Thursday, April 16, 2009

What a Life!

Okay, I have soooo much I would love to rant and rave about today.  I mean I want to scream at the top of my lungs from the roof of my house.  " I sound my barbaric YAWP over the rooftops of the world" Walt Whitman.  That being said I am going to be refrained for now.  It has been nearly six months without a job and nothing on the horizon yet, but I am not going to let it define me anymore.  I have refused to let it win.  I understand and better yet believe in a power that holds ultimate authority and control, and he knows what lies ahead.  However he only does so much, I have to do my own digging and crawling and wading in the muck and mud that perverbially is the job market.  I am applying and seeking a job consistently everyday and will not give up.  I only wish it was in my time.  That's the problem I'm choosing to discuss today. Our selfish concept of time.  "Time is fleeting" I believe is a well known proverb.  I like to put it in the way LL Cool J did in Deep Blue Sea " An second can seem like and hour when your holding a scalding hot pot, and an hour can see like a second when you're holding a hot woman."  Theory of relativity has never been explained more precise.  Einstein is even saying "duh, that's how I should have explained it, forget equations!"  

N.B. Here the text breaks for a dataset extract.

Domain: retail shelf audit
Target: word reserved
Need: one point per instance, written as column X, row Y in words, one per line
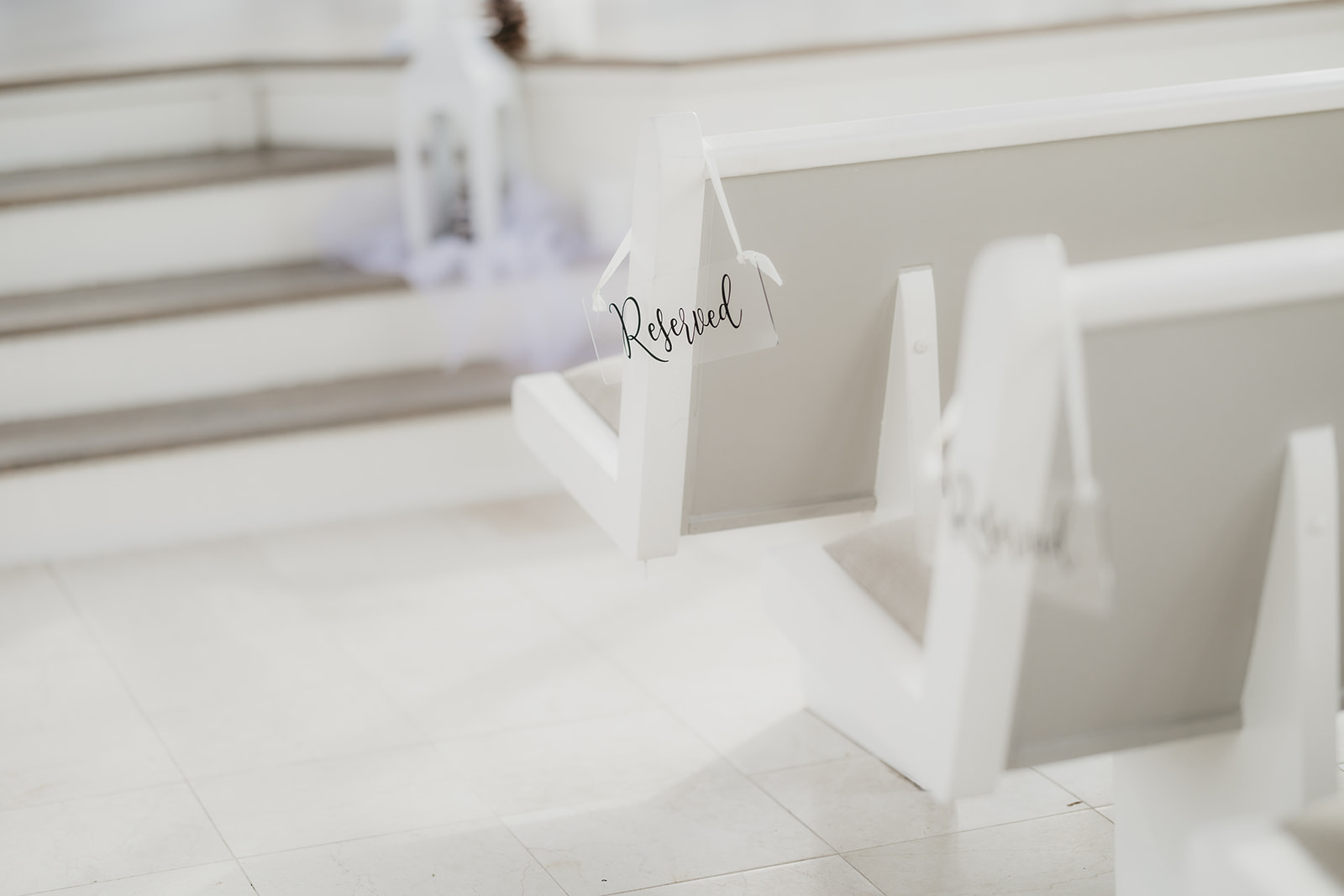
column 664, row 335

Anyhow, time is not ever going to stop.  It does however "last longer" when you truly relish something.  I am spending more time than I have ever got to spend with my children.  This would not have happened if I did not get laid off.  I relish these times and will never forget them.  Thirty years from now I will look back on these days with such fondness and realize that I should have appreciated them instead of wasted a lot of them worried and stressed.  So I press on with the notion to breath in and out and take this as an opportunity to live a better life and love more than I have been.  I thank you for letting me vent and now it's time to move on.